Article English OPEN
Stull, April J. (2016)
  • Publisher: MDPI
  • Journal: Antioxidants, volume 5, issue 4 (issn: 2076-3921, eissn: 2076-3921)
  • Related identifiers: doi: 10.3390/antiox5040044, pmc: PMC5187542
  • Subject: glucose | RM1-950 | cranberries | anthocyanins | insulin | Therapeutics. Pharmacology | Review | blueberries | strawberries | bilberries | berries | diabetes

Blueberries are a rich source of polyphenols, which include anthocyanin bioactive compounds. Epidemiological evidence indicates that incorporating blueberries into the diet may lower the risk of developing type 2 diabetes (T2DM).
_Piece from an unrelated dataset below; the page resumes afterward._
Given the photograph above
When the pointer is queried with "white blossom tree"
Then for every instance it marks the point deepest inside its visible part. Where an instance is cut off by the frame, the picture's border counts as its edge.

These findings are supported by pre-clinical and clinical studies that have shown improvements in insulin resistance (i.e., increased insulin sensitivity) after obese and insulin-resistant rodents or humans consumed blueberries. Insulin resistance was assessed by homeostatic model assessment-estimated insulin resistance (HOMA-IR), insulin tolerance tests, and hyperinsulinemic-euglycemic clamps. Additionally, the improvements in glucose tolerance after blueberry consumption were assessed by glucose tolerance tests. However, firm conclusions regarding the anti-diabetic effect of blueberries cannot be drawn due to the small number of existing clinical studies. Although the current evidence is promising, more long-term, randomized, and placebo-controlled trials are needed to establish the role of blueberries in preventing or delaying T2DM.